#1) Ecola Point to Crescent Beach
A short drive from the north end of Cannon Beach leads to some of the Oregon Coast's best hiking trails in Ecola State Park and the 2.5-mile round trip hike to secluded Crescent Beach is a stunner. The trail is steep and can be slippery, so it’s best suited to fit and nimble hikers, but the reward is a remarkable beautiful stretch of uncrowded beach even during the busiest times of year. Visit at a low tide and you can walk Crescent Beach north to Ecola Point with striking rock formations and intertidal areas.
#2) Clatsop Loop Trail
From the Indian Beach trailhead in Ecola State Park, the Clatsop Loop Trail trail follows the edge of Tillamook Head, through rainforest, emerging at multiple sheer cliff viewpoints a total of 2.5 miles round trip. There are some great views even if you only go a short distance out and back along the western portion of the loop trail. Experienced hikers can hike across Tillamook Head from Indian Beach to north Seaside, approximately 5.25 miles, a route taken by the Lewis and Clark expedition in 1806.
#3) Cape Falcon Trail
At Oswald West State Park about 10 minutes south of Cannon Beach, you’ll find several trail options including a 13-mile stretch of the Oregon Coast Trail. One of the most visually rewarding options is the 2.3-mile Cape Falcon Trail that leads through old-growth rainforest to expansive views at the end of the cape.

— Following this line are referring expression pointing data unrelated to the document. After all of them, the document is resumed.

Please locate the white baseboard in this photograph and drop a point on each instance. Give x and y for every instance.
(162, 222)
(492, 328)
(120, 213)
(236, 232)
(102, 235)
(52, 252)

#4) Short Sand Beach to Devil’s Cauldron
From the main parking area at Oswald West State Park, you can hike several trails for short outings or combine them for longer treks. It’s only a half-mile to beautiful Short Sand Beach, but you can continue through old growth forest to the Elk Flats Trail for 1.3 miles and then connect to a short spur trail to reach the sheer cliffs of Devil's Cauldron. Combine all of these for a hike of about four miles out and back, returning to the parking area on the Necarney Creek Trail.
#5) Neahkahnie Mountain Trail
For bird's eye views and great spring wildflowers, the Neahkahnie Mountain Trail crosses over the 1661-foot summit of Neahkahnie Mountain. The north side of the trail switchbacks about two miles to the summit where you are rewarded with panoramic views of the coastline, then continues down the south side 1.3 miles to the trail head on Neahkahnie Mountain Road.